Матросы, свободные от вахты, ютились на машинном кожухе, около дымовой трубы, где было тепло. Я уже не раз слушал здесь их разговоры. Вспоминали о недавнем прошлом, когда вихри революции перебрасывали людей с одного фронта на другой, — от Балтики к берегам Белого моря, из холодных равнин Сибири на могучие хребты знойного Кавказа.
— Да, горячее время было, — заключил один.
— Думали, что никогда и конца не будет.
И сейчас же заговорили о другом.
— Эх, что-то наши жены теперь поделывают в Питере... — вздохнул пожилой матрос.
Молодой кочегар, игрок на мандолине, тряхнув кудрявой головой, весело засмеялся.
— Вот у меня хорошо: нет ни жены, ни постоянной зазнобы. Я люблю, пока лишь на якоре стою.
Боцман о своем мечтал. Он доволен был тем, что пароход шел в Ригу. Там живет его родная мать, с которой он не виделся четырнадцать лет.
— Неужели за это время ни разу дома не побывал? — осведомился я.
— Нет.
— Почему?
— Да все плавал. Я с малых лет по морям скитаюсь.
На мостике попеременно прохаживались штурманы, довольные хорошей погодой. Иногда слышался оттуда свисток и голос:
— Вахтенный!
— Есть!
— Как на лаге?
Матрос бежал к корме, заглядывал на циферблат лага и возвращался на мостик с докладом.
— Восемьдесят две с половиной.
Штурман открывал вахтенный журнал и записывал.

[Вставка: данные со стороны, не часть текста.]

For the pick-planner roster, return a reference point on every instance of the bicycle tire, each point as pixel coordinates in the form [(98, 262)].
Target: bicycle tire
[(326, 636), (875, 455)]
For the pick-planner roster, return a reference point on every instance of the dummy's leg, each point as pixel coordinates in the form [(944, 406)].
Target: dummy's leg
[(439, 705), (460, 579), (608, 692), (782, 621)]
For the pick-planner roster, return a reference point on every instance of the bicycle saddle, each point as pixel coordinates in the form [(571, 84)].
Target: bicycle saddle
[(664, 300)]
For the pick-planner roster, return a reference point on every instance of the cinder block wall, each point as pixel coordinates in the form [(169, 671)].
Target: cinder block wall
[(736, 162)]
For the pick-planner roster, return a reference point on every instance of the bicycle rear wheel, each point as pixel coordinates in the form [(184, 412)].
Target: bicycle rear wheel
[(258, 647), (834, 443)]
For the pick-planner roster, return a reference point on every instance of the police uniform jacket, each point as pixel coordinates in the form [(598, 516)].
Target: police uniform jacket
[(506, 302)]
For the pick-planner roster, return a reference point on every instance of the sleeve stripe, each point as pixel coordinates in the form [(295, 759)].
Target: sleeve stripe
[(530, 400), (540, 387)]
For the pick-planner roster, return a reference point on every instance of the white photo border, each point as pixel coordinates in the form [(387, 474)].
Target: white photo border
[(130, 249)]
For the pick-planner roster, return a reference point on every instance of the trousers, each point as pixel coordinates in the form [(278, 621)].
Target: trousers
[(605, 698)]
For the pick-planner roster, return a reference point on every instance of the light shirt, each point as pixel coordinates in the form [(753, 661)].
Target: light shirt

После обеда погода начала быстро портиться. Ветер свежел. Завыли вентиляторы, послышался свист в такелаже. Из-за горизонта без конца выплывали облака и, заволакивая небо, неслись быстро и низко. Старые моряки строго посматривали вокруг.
— Кажется, трепанет нас...
Другие утешали:
— Ничего. Не то видали. Выдержим...
А к вечеру, постепенно нарастая, разразилась буря. Надвигалась ночь, бесконечно-долгая, угрюмо-холодная. Северное море, озлобляясь, стало сурово-мрачным. Пароход наш начал кланяться носом, точно прося у стихии пощады для своей старости. Но отовсюду веяло жестокой неумолимостью. Вздыбились воды и, взбивая пену, заклокотали. Седоволосые волны полезли на палубу, ощупывая и дергая каждую часть корабля, точно испытывая, основательно ли все укреплено.